O ministro Alexandre de Moraes, do Supremo Tribunal Federal (STF), determinou o início do cumprimento das penas para cinco condenados envolvidos no núcleo de gerenciamento de ações da trama golpista. O grupo inclui figuras proeminentes do governo de Jair Bolsonaro, que ocupavam cargos estratégicos durante o período.
A decisão do ministro oficializa a condenação definitiva de militares e outros indivíduos acusados de atuar como o braço operacional da tentativa de golpe. O julgamento, concluído em dezembro do ano passado, teve seus desdobramentos intensificados com a oficialização das prisões nesta sexta-feira (24).
As defesas dos condenados argumentaram, ao longo do processo, a insuficiência de provas e inconsistências nas denúncias da Procuradoria-Geral da República (PGR).
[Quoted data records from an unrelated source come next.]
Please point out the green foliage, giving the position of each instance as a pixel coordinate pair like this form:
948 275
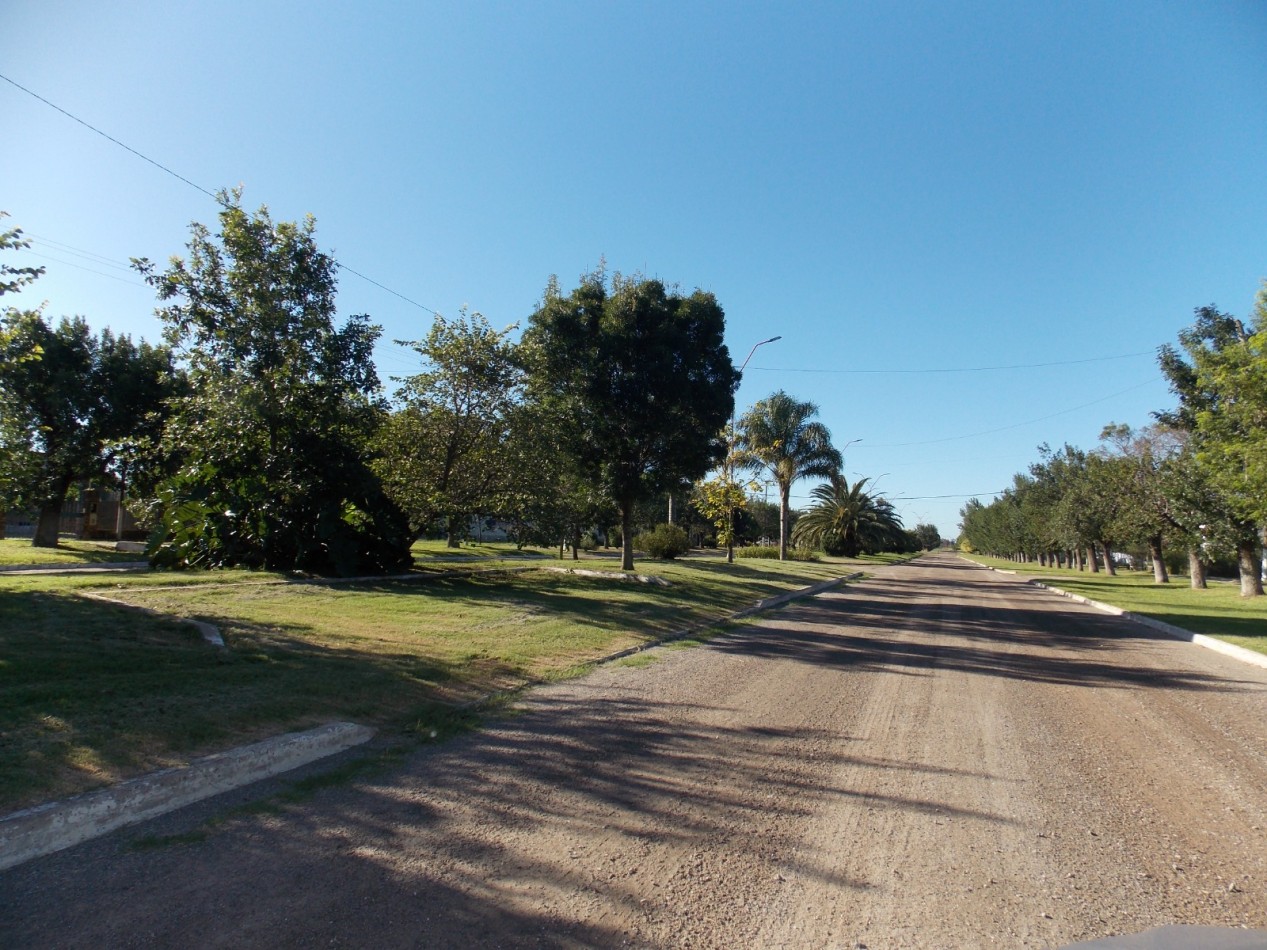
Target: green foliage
641 380
928 537
664 542
61 409
770 552
14 279
267 455
846 521
721 499
445 454
779 436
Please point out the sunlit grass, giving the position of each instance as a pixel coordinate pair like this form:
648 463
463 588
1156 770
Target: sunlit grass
91 692
1219 611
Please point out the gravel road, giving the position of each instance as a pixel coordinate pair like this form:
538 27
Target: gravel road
938 756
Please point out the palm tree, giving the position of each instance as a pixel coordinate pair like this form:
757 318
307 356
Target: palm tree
777 435
845 519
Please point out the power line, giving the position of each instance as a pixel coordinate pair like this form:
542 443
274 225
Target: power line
120 145
193 185
962 369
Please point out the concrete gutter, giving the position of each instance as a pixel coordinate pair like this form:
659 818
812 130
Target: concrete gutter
770 602
1220 646
51 827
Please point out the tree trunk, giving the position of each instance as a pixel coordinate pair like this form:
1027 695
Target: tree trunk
784 490
1247 557
1154 551
1110 569
627 536
1196 570
51 517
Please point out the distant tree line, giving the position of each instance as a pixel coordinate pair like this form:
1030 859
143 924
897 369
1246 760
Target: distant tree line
257 432
1194 480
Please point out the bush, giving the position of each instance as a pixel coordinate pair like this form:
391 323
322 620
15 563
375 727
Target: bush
664 544
770 552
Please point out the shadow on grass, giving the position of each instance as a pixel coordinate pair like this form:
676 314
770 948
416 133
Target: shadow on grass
882 626
620 801
91 692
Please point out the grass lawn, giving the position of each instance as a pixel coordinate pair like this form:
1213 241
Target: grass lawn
18 551
1219 611
91 693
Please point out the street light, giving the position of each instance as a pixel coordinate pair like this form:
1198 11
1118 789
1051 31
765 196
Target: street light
730 460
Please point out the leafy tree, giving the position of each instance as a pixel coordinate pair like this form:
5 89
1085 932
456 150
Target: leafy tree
1220 380
778 433
721 499
61 409
270 451
644 380
928 536
846 519
445 452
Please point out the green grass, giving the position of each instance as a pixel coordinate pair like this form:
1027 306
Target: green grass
91 693
1219 611
19 551
439 550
No entanto, o STF considerou as condenações como definitivas, com o trânsito em julgado marcando o início efetivo do cumprimento das sentenças. As informações são do jornal Folha de S.Paulo.
Silvinei Vasques e Filipe Martins entre os Condenados
O grupo inclui o ex-diretor da Polícia Rodoviária Federal (PRF), Silvinei Vasques, que recebeu a pena de 24 anos e seis meses de prisão. Filipe Martins, ex-assessor internacional da Presidência, também foi condenado, assim como Marcelo Costa Câmara, Marília Ferreira e Mário Fernandes, todos com cargos relevantes no governo anterior.
As condenações abrangem crimes como tentativa de abolição do Estado democrático de Direito, golpe de Estado, organização criminosa armada, dano qualificado e deterioração de patrimônio tombado. A pena mais alta foi estipulada para Mário Fernandes, com 26 anos e 6 meses.
Detalhes das Penas e Prisões
Silvinei Vasques foi preso em 26 de dezembro no aeroporto de Assunção, no Paraguai, ao tentar embarcar com um passaporte paraguaio falso. Ele é suspeito de ter rompido uma tornozeleira eletrônica em Santa Catarina antes de fugir para o país vizinho.
Filipe Martins, preso no final do ano passado, esteve detido no Centro Médico Penal em São José dos Pinhais, região metropolitana de Curitiba. Sua defesa argumentou por melhores condições de segurança e estrutura em comparação com a cadeia de Ponta Grossa, onde também esteve.
Marcelo Costa Câmara está em prisão preventiva desde junho passado, sob a acusação de tentar acessar informações sigilosas sobre a delação de Mauro Cid, ex-ajudante de ordens da Presidência.
Marília Alencar teve a prisão domiciliar decretada em dezembro e, após cirurgia em março, tem seguido com acompanhamento médico. Segundo o ministro Moraes, não houve descumprimento de medidas cautelares por parte dela.
Julgamento Abordou Blitze da PRF e Minuta Golpista
O julgamento tratou especificamente das blitze realizadas pela PRF no segundo turno das eleições de 2022, que inicialmente eram investigadas em ação separada pela Polícia Federal. A Procuradoria-Geral da República optou por unir essa acusação à ação principal sobre a tentativa de golpe.
A controvérsia sobre a viagem de Filipe Martins aos Estados Unidos também foi ponto central no julgamento. A viagem gerou versões contraditórias e foi usada pela defesa e aliados do ex-presidente Jair Bolsonaro para contestar o processo. Martins é acusado de ter apresentado a primeira versão da minuta golpista, documento que continha fundamentos para a ação e que, segundo a denúncia, teve edições solicitadas por Bolsonaro antes de ser proposto às Forças Armadas.
As penas estipuladas são as seguintes:
Mário Fernandes: 26 anos e 6 meses de reclusão e detenção, além de 120 dias-multa.
Silvinei Vasques: 24 anos e seis meses de reclusão e detenção, além de 120 dias-multa.
Marcelo Costa Câmara: 21 anos de reclusão e detenção, além de 120 dias-multa.
Filipe Martins: 21 anos de reclusão e detenção, além de 120 dias-multa.
Marília Alencar: 8 anos e 6 meses de reclusão, além de 40 dias-multa.
Fernando de Souza Oliveira foi absolvido por insuficiência de provas.